Commentaire de Blogger Périblog , le 12 août 2010 à 23:59  

Bien sûr Paul, avec plaisir, W

Commentaire de Anonymous Philippe , le 19 août 2010 à 10:24  

Bonjour,

Il y a bel et bien eu dans la foule quelques ordures (merci de ne pas rectifier ce terme, c'est à mon sens celui qui convient le mieux) qui ont lancé de façon plus ou moins audible des insultes ouvertement racistes lors du discours du dir'Cab de la préfète. Les journalistes qui les ont clairement entendus ont décidés, à juste titre, de ne pas les mentionner dans leur compte-rendu de la soirée. Pas question de faire plaisir aux fachos périgourdins ou de passage.
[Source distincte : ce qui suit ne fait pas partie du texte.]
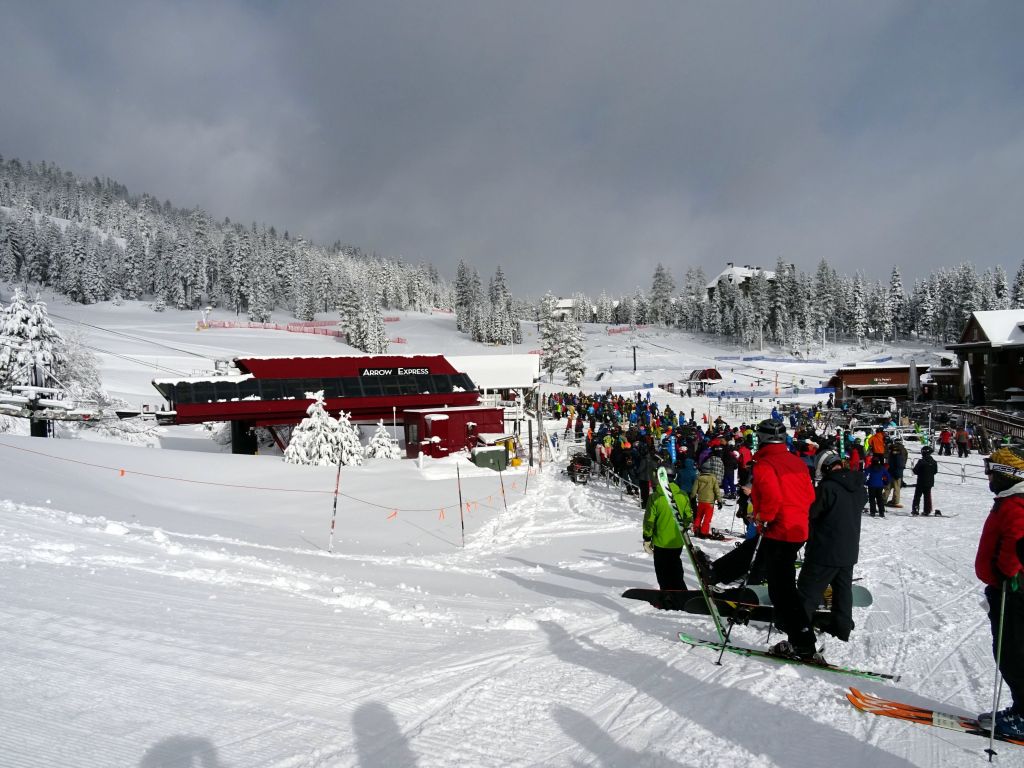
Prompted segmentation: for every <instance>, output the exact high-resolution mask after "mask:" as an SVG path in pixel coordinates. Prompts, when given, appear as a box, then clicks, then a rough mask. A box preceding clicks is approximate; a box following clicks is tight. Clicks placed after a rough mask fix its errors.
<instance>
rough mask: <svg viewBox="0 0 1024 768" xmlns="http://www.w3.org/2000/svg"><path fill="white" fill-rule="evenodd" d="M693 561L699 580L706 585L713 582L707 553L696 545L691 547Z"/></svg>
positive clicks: (709, 564)
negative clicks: (694, 546) (696, 569)
mask: <svg viewBox="0 0 1024 768" xmlns="http://www.w3.org/2000/svg"><path fill="white" fill-rule="evenodd" d="M693 561H694V562H695V563H696V565H697V575H699V577H700V581H701V582H702V583H703V584H705V585H706V586H708V585H712V584H715V578H714V575H713V574H712V564H711V560H709V559H708V555H707V554H705V551H703V550H702V549H699V548H698V547H694V548H693Z"/></svg>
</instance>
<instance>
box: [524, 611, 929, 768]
mask: <svg viewBox="0 0 1024 768" xmlns="http://www.w3.org/2000/svg"><path fill="white" fill-rule="evenodd" d="M540 626H541V629H543V630H544V631H545V632H546V633H547V635H548V640H549V643H550V645H551V650H552V652H553V653H554V654H555V656H557V657H558V658H560V659H562V660H563V662H566V663H568V664H573V665H578V666H580V667H586V668H588V669H590V670H593V671H594V672H597V673H599V674H601V675H605V676H607V677H609V678H612V679H615V680H621V681H622V682H624V683H626V684H627V685H629V686H631V687H633V688H635V689H636V690H638V691H643V693H644V694H645V695H647V696H649V697H650V698H651V699H653V700H654V701H656V702H657V703H658V705H659V706H660V707H662V709H663V710H664V711H665V712H667V713H675V714H676V715H678V716H679V717H682V718H685V719H686V720H689V721H691V722H692V723H694V724H695V725H699V726H702V727H703V728H707V729H708V730H710V731H712V732H714V733H715V734H716V735H717V736H719V737H720V738H723V739H725V740H727V741H729V742H731V743H733V744H735V745H736V746H739V748H742V749H745V750H748V751H749V752H750V753H752V754H754V755H762V756H765V757H767V758H768V759H769V760H770V761H771V762H772V763H773V764H774V765H784V766H787V767H792V768H798V767H799V768H805V767H806V768H810V767H811V766H815V767H817V766H827V765H834V764H835V762H836V756H838V755H842V756H843V757H844V762H850V764H851V765H853V764H856V765H869V766H871V767H872V768H896V767H897V766H899V767H900V768H910V766H911V763H910V762H908V761H907V760H905V759H903V758H901V757H898V756H896V755H893V754H891V753H888V752H885V751H884V750H881V749H879V748H878V746H874V745H872V744H869V743H866V742H865V741H863V740H861V739H860V738H857V737H856V736H854V735H852V734H850V733H846V732H845V731H842V730H840V729H838V728H835V727H833V726H830V725H826V724H823V723H819V722H814V721H812V720H811V719H810V718H809V717H808V716H807V715H804V714H801V713H799V712H792V711H786V712H779V711H777V710H775V709H774V705H771V703H769V702H767V701H763V700H759V699H758V698H756V697H755V696H753V695H752V694H751V693H749V692H746V691H745V690H742V689H740V688H731V689H730V690H729V693H728V695H727V696H723V695H722V693H723V691H722V688H721V687H720V685H719V684H717V683H716V682H714V681H703V680H700V679H699V678H696V677H692V676H690V675H688V674H686V673H685V672H683V671H682V670H681V669H679V668H678V667H671V666H669V665H668V664H666V663H665V662H664V660H662V659H658V658H652V657H650V656H647V655H644V654H643V653H637V652H635V651H631V650H625V649H610V648H603V647H601V646H599V645H597V644H596V643H594V642H593V641H591V640H589V639H588V638H587V637H586V636H580V637H573V636H571V635H569V634H568V633H567V632H566V631H565V630H564V629H562V628H561V627H559V626H558V625H557V624H554V623H552V622H540ZM562 717H563V719H564V713H562ZM801 721H810V722H807V723H804V722H801ZM781 723H785V724H786V725H787V726H788V727H785V728H782V727H778V725H779V724H781ZM575 725H577V726H579V725H580V723H579V720H577V721H575ZM563 726H564V723H563ZM578 730H579V728H578ZM795 733H803V734H805V735H806V736H807V737H804V738H797V737H795ZM847 758H849V760H847ZM668 760H669V758H666V762H668Z"/></svg>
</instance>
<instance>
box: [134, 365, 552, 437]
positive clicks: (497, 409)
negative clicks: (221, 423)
mask: <svg viewBox="0 0 1024 768" xmlns="http://www.w3.org/2000/svg"><path fill="white" fill-rule="evenodd" d="M233 365H234V369H236V370H237V371H238V373H234V374H228V375H223V376H209V377H189V378H184V379H180V378H179V379H155V380H154V382H153V385H154V386H155V387H156V388H157V390H158V391H159V392H160V393H161V395H163V397H164V399H165V400H166V401H167V410H166V411H162V412H159V413H158V414H157V420H158V421H159V422H160V423H163V424H198V423H202V422H209V421H226V422H230V424H231V450H232V452H233V453H237V454H252V453H255V451H256V439H255V436H254V434H253V432H252V429H253V427H267V428H268V429H269V430H270V432H271V434H273V436H274V439H275V440H278V442H279V444H280V445H282V447H284V445H283V443H282V441H281V438H280V437H279V435H278V433H276V432H275V431H274V427H275V426H280V425H293V424H298V423H299V422H300V421H302V419H303V418H304V417H305V415H306V409H308V408H309V406H310V404H311V403H312V401H313V400H312V399H311V398H310V397H309V396H308V393H312V392H317V391H323V392H324V399H325V406H326V408H327V410H328V412H330V413H331V414H332V415H335V416H336V415H337V414H338V413H339V412H340V411H345V412H346V413H348V414H350V419H351V421H353V422H362V423H375V422H377V421H379V420H381V419H383V420H384V421H385V422H388V421H390V422H391V423H393V424H395V425H397V424H402V425H403V426H404V427H406V439H407V452H414V450H415V453H410V456H415V455H417V454H418V453H419V452H420V449H419V447H417V446H420V445H423V446H424V449H423V450H424V451H425V452H426V453H429V454H430V455H431V456H434V455H442V454H445V453H447V452H453V451H459V450H461V449H463V447H466V446H469V445H473V444H475V442H476V434H477V433H478V432H504V431H505V421H506V420H511V421H515V422H516V428H517V426H518V419H520V418H522V415H523V412H522V407H523V403H524V402H525V400H526V398H527V397H529V396H530V395H531V394H532V392H534V390H535V388H536V386H537V383H538V381H540V376H541V373H540V358H539V357H538V355H536V354H508V355H461V356H453V357H445V356H444V355H440V354H412V355H394V354H383V355H337V356H310V357H237V358H234V360H233ZM453 409H459V411H457V412H456V413H459V414H460V417H459V419H457V421H459V422H460V425H461V426H460V427H459V428H456V427H455V426H454V425H445V428H442V427H441V424H440V422H442V421H445V420H443V419H429V420H428V419H427V418H426V417H427V416H429V415H431V414H441V415H443V414H445V413H447V414H449V415H451V414H452V410H453ZM468 409H473V410H474V411H473V413H472V416H470V415H469V412H468V411H467V410H468ZM414 412H415V413H414ZM463 416H465V418H463ZM428 422H436V424H437V426H436V428H435V427H433V425H432V424H428ZM413 424H415V425H416V428H415V429H411V425H413ZM470 425H471V426H472V429H470V428H469V427H470ZM425 440H426V441H428V442H427V443H425V442H424V441H425ZM427 445H429V447H430V450H429V451H426V446H427Z"/></svg>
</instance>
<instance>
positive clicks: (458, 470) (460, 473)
mask: <svg viewBox="0 0 1024 768" xmlns="http://www.w3.org/2000/svg"><path fill="white" fill-rule="evenodd" d="M455 479H456V482H457V483H459V523H460V524H461V525H462V548H463V549H466V518H465V517H464V516H463V513H462V473H461V472H460V471H459V465H458V464H456V465H455Z"/></svg>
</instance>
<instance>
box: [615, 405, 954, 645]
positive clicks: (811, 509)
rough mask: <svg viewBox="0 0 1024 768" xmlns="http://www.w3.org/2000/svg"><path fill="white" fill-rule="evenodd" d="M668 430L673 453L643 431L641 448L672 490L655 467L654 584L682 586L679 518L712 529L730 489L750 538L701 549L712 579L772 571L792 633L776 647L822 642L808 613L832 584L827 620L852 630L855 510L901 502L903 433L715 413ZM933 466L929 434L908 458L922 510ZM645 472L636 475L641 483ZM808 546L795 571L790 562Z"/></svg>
mask: <svg viewBox="0 0 1024 768" xmlns="http://www.w3.org/2000/svg"><path fill="white" fill-rule="evenodd" d="M612 431H613V430H612ZM671 435H676V436H675V437H672V436H671ZM671 435H670V437H669V438H668V439H670V440H675V441H676V452H677V453H676V461H672V460H671V457H670V456H668V455H667V452H666V451H665V450H664V449H662V447H659V444H658V443H657V442H656V441H653V440H649V439H645V438H644V437H643V436H642V435H640V439H641V440H642V441H643V442H646V444H647V445H648V449H647V450H646V452H645V451H644V450H643V449H641V456H649V457H650V458H649V459H647V460H644V463H643V464H642V468H641V471H648V472H651V471H652V470H654V469H656V467H657V466H667V467H669V468H671V469H672V470H673V481H672V482H671V483H670V484H669V493H668V495H666V493H665V492H664V490H663V489H662V488H659V487H658V486H657V483H656V482H655V481H654V479H653V475H651V476H650V481H649V482H650V484H651V486H652V487H653V490H652V492H651V496H650V499H649V501H648V502H647V503H646V505H645V517H644V526H643V539H644V547H645V549H646V550H648V551H649V552H651V553H652V554H653V555H654V568H655V575H656V578H657V581H658V586H659V588H660V589H663V590H683V589H686V583H685V580H684V575H683V567H682V549H683V541H682V532H681V529H680V523H682V525H683V526H684V529H689V527H690V526H692V531H693V535H694V536H695V537H697V538H700V537H707V536H708V535H709V532H710V530H711V527H710V526H711V517H712V515H713V513H714V508H715V506H716V505H717V506H719V508H720V509H721V505H722V502H723V500H724V499H726V498H735V499H736V501H737V512H736V514H737V516H739V517H742V518H743V519H744V520H745V522H746V538H745V541H744V542H743V543H741V544H740V545H738V546H737V547H736V548H735V549H734V550H732V551H731V552H729V553H727V554H726V555H725V556H723V557H721V558H719V559H718V560H716V561H715V562H710V561H709V560H708V559H707V557H706V556H705V555H703V553H701V552H700V551H699V550H696V551H695V555H696V557H697V561H698V565H699V567H700V569H701V571H702V573H701V575H702V578H703V581H705V583H706V584H708V585H714V584H723V583H728V582H734V581H739V580H741V579H744V575H745V577H746V578H748V579H753V580H754V581H755V582H761V581H767V583H768V590H769V594H770V596H771V603H772V605H773V606H774V607H775V615H776V625H777V626H778V627H780V628H782V629H783V630H784V631H785V632H786V634H787V639H786V640H785V641H782V642H781V643H779V644H777V645H776V646H773V648H772V651H773V652H777V653H782V654H787V655H796V656H800V657H812V656H814V655H815V653H816V649H815V644H816V637H815V634H814V631H813V629H812V620H813V618H814V615H815V611H816V610H817V608H818V606H819V604H820V603H821V600H822V594H823V592H824V590H825V589H826V588H828V587H830V588H831V606H830V614H829V616H828V621H827V622H822V624H823V626H824V631H826V632H829V633H830V634H834V635H836V636H837V637H839V638H840V639H842V640H847V639H848V638H849V636H850V632H851V631H852V630H853V615H852V607H853V603H852V587H853V566H854V564H855V563H856V561H857V553H858V550H859V541H860V519H861V516H862V512H863V510H864V507H865V504H867V505H868V509H869V512H870V514H871V516H883V517H884V516H885V509H886V507H887V506H891V507H901V506H902V504H901V501H900V492H901V489H902V486H903V475H904V470H905V468H906V464H907V457H908V455H907V451H906V447H905V446H904V445H903V443H902V441H901V440H900V439H898V438H896V439H889V438H888V437H887V436H886V434H885V431H884V429H882V428H879V429H878V430H877V431H876V432H874V433H872V434H871V435H870V436H869V437H868V438H867V439H866V440H864V441H863V443H862V442H861V440H860V439H859V438H857V437H854V436H852V435H850V434H849V433H844V432H842V431H840V432H837V433H836V434H833V435H818V434H816V433H814V432H813V430H812V429H811V428H805V429H802V430H798V431H797V432H796V434H790V433H788V432H787V430H786V428H785V425H784V424H783V422H782V421H781V420H776V419H766V420H765V421H763V422H761V423H760V424H759V425H758V426H757V427H756V428H755V427H752V426H750V425H741V426H740V427H738V428H731V427H729V425H727V424H725V423H724V422H721V421H720V422H719V423H718V424H715V425H712V427H711V428H709V429H708V430H707V431H706V430H703V429H702V428H701V427H700V426H699V425H696V424H693V423H687V424H684V425H683V426H682V427H678V428H677V429H675V430H673V432H672V433H671ZM612 439H614V438H612ZM643 442H642V443H641V444H643ZM662 445H664V440H663V442H662ZM694 457H695V459H696V460H695V461H694ZM755 468H757V469H755ZM937 469H938V465H937V463H936V462H935V459H934V458H933V456H932V450H931V447H930V446H928V445H926V446H924V447H923V450H922V456H921V458H920V459H919V460H918V462H916V463H915V464H914V466H913V469H912V471H913V473H914V475H916V482H915V483H914V484H915V486H916V487H915V492H914V503H913V508H912V512H911V514H919V512H918V510H919V505H920V504H921V503H922V502H924V509H925V514H931V513H932V512H933V510H932V500H931V489H932V487H933V485H934V480H935V474H936V472H937ZM815 482H817V488H815ZM645 484H647V483H645V482H641V489H642V487H643V485H645ZM669 497H671V501H670V498H669ZM677 512H678V514H677ZM805 547H806V549H805V552H804V558H803V565H802V567H801V569H800V579H799V581H798V580H796V579H795V577H794V573H795V568H794V566H795V563H796V560H797V557H798V553H799V552H800V550H801V549H802V548H805Z"/></svg>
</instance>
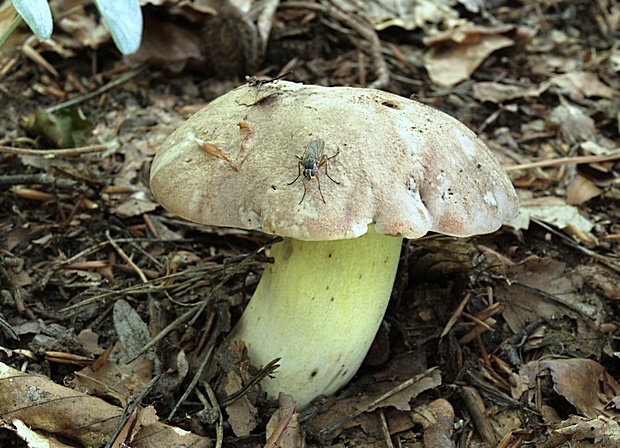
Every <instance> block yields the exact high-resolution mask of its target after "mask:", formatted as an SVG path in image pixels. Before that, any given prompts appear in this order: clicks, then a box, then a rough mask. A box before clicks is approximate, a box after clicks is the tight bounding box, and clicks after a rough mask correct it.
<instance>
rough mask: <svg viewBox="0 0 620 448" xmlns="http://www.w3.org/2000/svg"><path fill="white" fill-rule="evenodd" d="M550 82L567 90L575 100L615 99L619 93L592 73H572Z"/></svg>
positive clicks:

Cela n'a finalement rien d'étonnant dans un contexte où le gouvernement sarkosyste exalte les plus bas instincts de nos compatriotes en "normalisant" un discours clairement raciste et discriminatoire. On ne peut se servir des français d'origine étrangère ou des Roms comme boucs-émissaires pour tenter de masquer l'affaire Woerth sans que certains de nos compatriotes n'en profitent pour vomir leur haine pour tout ce qui ne leur ressemble pas.